On the face of it, two recent Supreme Court judgements of significance have gone opposite ways for the ruling Bharatiya Janata Party (BJP). Chief Justice Ranjan Gogoi certainly gave something that looked like a clean chit for Prime Minister Narendra Modi's party when he observed that he found nothing amiss in the confidential details of the pricing of the Rafale fighter jet contract with France's Dassault group, much to the dismay of opposition parties.
In the same court, Justice Dhananjaya Chandrachud seemed to strike a blow to conservative Hindu lobbies that support the BJP when he and his fellow judges ruled that women of reproductive age should no longer be barred from entering the holy shrine to Lord Ayyappan at Sabarimala in Kerala.
However, after seeing violent protests in Kerala last week following the surreptitious entry of some activist women into the Sabarimala temple, I am tempted to think that both the Supreme Court judgements are blessings for the BJP. Here's why.
The Rafale ruling - I hesitate to call it a judgement - took the winds off the sails of the Congress-led opposition in what I would call the urban middle-class constituency. For any party to govern, it is not just enough to win elections. It is also important to get a measure of legitimacy in the urban middle class because it serves as a centre from which thoughts emanate and go back. This is the same social class that produces civil servants, media persons and jurists.
I do believe Rajiv Gandhi-led Congress lost the 1989 elections because he alienated the urban middle class as the BJP and other parties including the Janata Dal led by former Congress finance minister VP Singh successfully drove home the image that the party was lax on corruption and could even be a party to it.
As Defence Minister Nirmala Sitharaman thundered last week in Parliament in a spirited defence of the Rafale deal, the backing she got from the Supreme Court was such that at the very least, the furore against the BJP's decision to cut down the number of jets and pay a higher price for each in order to fit them with advanced combat capabilities was blunted.
Cut now to Sabarimala in Kerala. You need to look no further than Shashi Tharoor, a poster boy for Westernised, modern urban liberals. Tharoor's position on the temple tilts to the centre at the very least as he cluck-clucks in sympathy with those who want a traditional form of worship that barred women of reproductive age from entering the shrine upheld. The reasons he cited are based on faith, not the kind of egalitarianism that he otherwise espouses. The former UN under-secretary-general is now a grassroots politician for the Congress in Thiruvananthapuram and also recently authored a book, 'Why I Am A Hindu'.

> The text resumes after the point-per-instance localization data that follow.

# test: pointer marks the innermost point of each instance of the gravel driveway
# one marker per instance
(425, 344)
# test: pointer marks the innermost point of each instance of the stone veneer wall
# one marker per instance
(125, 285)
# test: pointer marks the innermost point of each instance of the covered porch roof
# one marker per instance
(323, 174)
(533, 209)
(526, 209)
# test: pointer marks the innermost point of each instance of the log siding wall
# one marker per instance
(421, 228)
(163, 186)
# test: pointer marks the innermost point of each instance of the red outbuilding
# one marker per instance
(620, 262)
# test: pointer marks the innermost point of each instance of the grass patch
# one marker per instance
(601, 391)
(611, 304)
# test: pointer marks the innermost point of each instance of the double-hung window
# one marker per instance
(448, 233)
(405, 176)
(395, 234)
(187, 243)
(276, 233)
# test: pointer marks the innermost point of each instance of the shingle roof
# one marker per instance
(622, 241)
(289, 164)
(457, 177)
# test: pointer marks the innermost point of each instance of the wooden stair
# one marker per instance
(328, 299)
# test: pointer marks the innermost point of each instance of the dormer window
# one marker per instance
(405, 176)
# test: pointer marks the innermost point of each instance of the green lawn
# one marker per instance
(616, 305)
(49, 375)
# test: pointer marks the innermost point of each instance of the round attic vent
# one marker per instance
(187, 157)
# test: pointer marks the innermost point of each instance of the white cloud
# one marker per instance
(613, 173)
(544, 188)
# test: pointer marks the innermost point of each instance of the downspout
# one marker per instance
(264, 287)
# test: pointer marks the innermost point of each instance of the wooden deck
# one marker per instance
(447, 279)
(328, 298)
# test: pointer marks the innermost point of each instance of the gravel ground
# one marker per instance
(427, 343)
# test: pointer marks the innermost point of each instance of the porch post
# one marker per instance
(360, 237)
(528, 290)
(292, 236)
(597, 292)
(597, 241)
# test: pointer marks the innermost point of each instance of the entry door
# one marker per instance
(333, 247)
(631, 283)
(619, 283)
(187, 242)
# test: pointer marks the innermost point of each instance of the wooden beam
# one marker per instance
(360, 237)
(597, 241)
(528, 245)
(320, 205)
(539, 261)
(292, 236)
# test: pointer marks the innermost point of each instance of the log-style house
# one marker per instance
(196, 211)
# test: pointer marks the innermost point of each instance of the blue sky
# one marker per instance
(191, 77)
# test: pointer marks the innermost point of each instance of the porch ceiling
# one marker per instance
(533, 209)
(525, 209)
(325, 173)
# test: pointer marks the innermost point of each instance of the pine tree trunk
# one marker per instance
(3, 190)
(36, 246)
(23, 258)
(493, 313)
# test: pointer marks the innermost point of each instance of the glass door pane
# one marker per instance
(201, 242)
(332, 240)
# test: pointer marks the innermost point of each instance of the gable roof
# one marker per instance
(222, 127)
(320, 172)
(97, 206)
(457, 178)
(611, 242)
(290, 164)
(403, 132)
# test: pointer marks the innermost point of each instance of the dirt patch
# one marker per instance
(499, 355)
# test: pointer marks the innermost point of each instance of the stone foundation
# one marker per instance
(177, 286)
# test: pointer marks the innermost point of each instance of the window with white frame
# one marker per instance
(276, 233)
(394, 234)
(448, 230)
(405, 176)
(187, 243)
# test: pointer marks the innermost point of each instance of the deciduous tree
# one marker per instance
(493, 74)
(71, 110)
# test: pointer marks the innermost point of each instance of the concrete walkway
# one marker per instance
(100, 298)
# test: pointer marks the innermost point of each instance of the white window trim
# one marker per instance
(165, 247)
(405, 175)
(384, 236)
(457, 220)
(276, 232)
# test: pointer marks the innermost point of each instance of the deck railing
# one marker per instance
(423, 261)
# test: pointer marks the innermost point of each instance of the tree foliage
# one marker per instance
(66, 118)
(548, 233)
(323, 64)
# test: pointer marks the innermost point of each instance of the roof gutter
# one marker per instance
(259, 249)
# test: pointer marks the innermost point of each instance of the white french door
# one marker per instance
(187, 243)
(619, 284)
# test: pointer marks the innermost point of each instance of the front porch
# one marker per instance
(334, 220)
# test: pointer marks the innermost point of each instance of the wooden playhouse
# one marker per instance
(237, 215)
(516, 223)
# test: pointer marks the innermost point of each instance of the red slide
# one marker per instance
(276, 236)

It is clear to me, as it is to him and many Congress leaders, that it is important to stress that they are not anti-Hindu. The BJP has successfully built a narrative of Hinduism being challenged both politically and judicially. Whether its critics like it or not, both Kerala and neighbouring Tamil Nadu have entered the era of what I call post-poverty politics. Cultural issues are increasingly important. The Sabarimala shrine is also popular among Tamilians, thousands of whom make the annual pilgrimage to the mountain temple of Lord Ayyappan across the border. I do believe both Kerala and Tamil Nadu now have a larger Hindutva constituency and the BJP is a political gainer from the Sabarimala protests. In that sense, the Supreme Court verdict is a left-handed (no pun intended) compliment to the BJP's ideological moorings.
The BJP has had no significant presence in either Tamil Nadu or Kerala and has a long way to go in both states. However, the rise of Hindu customs and beliefs has been steady in Tamil Nadu, slowly eclipsing the rationalist, atheist Dravida ideology championed by 'Periyar' EV Ramaswamy Naicker, whose Dravida Kazhagam gave rise to the DMK and the AIADMK.
AIADMK leader Jayalalithaa wore her Hindu beliefs on her sleeves as Tamil Nadu's Chief Minister. Tamil Nadu is gossiping about the recent visit to Varanasi by Durga Stalin, the wife of MK Stalin, the president of the DMK. Stalin has been named after one of the world's biggest communist icons. Interesting, isn't it?
At another level, the BJP is more or less in bed with a number of AIADMK functionaries or groups. We have to watch that space as general elections draw near. My guess is that the BJP has found itself a beachhead in Tamil Nadu, something it could barely dream of two decades ago.
Interestingly, the last word is not yet out on both the Supreme Court rulings as both cases have review petitions pending before the highest court of the land. For all we know, there could be twists in the tale. But I do believe the advantage now rests with the BJP. There is a delicious irony in this because Modi's party appears to be gaining in the south, where it was once considered non-existent, while its position is not as secure in the north as it was thought to be. But then, that is another story.